A recent arrival of US Air Force C-130J Super Hercules aircraft at Chittagong’s Shah Amanat International Airport signals a growing American military presence in Bangladesh. The deployment is part of ‘Operation Pacific Angel 25-3,’ a four-day trilateral exercise involving the US, Bangladesh, and Sri Lanka. This initiative reinforces humanitarian assistance, interoperability, and logistics cooperation in the Indo-Pacific.

The exercise features three C-130J aircraft, including two from US Pacific Air Forces (PACAF), alongside Bangladesh Air Force’s Mi-17 helicopter assets. It involves over 240 personnel, with 92 from the US Air Force and 150 from Bangladesh.

Senior US diplomats and officers, including the US Chargé d’Affaires in Dhaka, have already visited the base to oversee operations, underscoring Washington’s political and military intent behind these activities.

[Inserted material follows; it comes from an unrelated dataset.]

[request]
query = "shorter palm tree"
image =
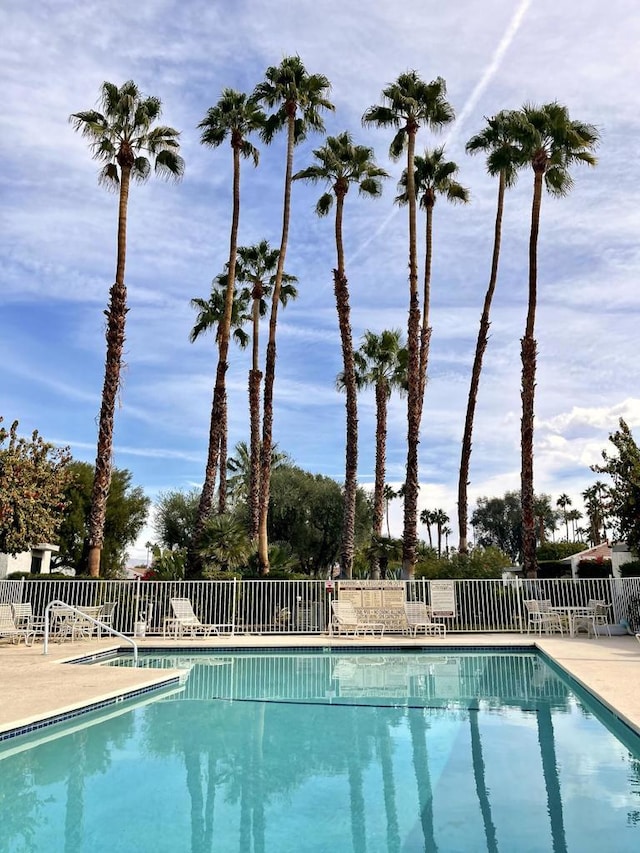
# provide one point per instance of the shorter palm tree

Chittagong’s geographic position makes it central to India’s neighbourhood security calculus. Located near India’s northeast and close to Myanmar, the region commands access to the Bay of Bengal and critical maritime routes. Increased US activity here could give Washington an influential foothold in South Asia’s strategic corridor, one historically secured by India.

This is not an isolated case. Earlier, the US conducted “Tiger Lightning 2025,” a six-day combat exercise with Bangladesh’s elite Para Commando Brigade in Sylhet. Drills included counterterrorism, jungle warfare, and medical evacuation training. Repeated military engagements indicate America’s long-term strategy of embedding presence in Bangladesh, straddling both Army and Air Force partnerships.

Bangladesh’s political transition in August 2024, which forced Sheikh Hasina into exile in India, has reshaped Dhaka’s external engagements. Accusations linger that Washington was displeased with Hasina’s refusal to lease St Martin’s Island, a strategic Bay of Bengal outpost. Reports of a US Special Forces officer’s suspicious death in Dhaka last month only deepen the perception of covert American involvement. Under Muhammad Yunus’s interim government, Dhaka appears more receptive to Western defence cooperation.

For New Delhi, a strong US presence in Bangladesh is a double-edged sword. On one hand, closer US-Bangladesh ties could restrain Chinese ingress into the Bay of Bengal, limiting Beijing’s influence in ports and infrastructure.

On the other, American deployments in Chittagong risk narrowing India’s traditional security space in its eastern flank, raising concerns about surveillance, intelligence operations, and future strategic balancing.

The Bay of Bengal is turning into a new theatre of US-China rivalry. Both Washington and Beijing are also said to be eyeing Myanmar’s rebel networks, which could further complicate India’s security environment along insurgency-prone border states.

Any militarisation of Bangladesh’s ports and air bases changes the operating environment for the Indian Navy and Air Force, particularly in the Andaman–Nicobar TRI-Command security zone.

India now faces a policy dilemma: whether to tacitly welcome a US presence as a counterweight to China or to perceive it as intrusion into South Asia’s strategic architecture. New Delhi will need to recalibrate its diplomatic ties with Dhaka’s interim government while simultaneously coordinating with Washington to ensure its eastern security buffer is not eroded.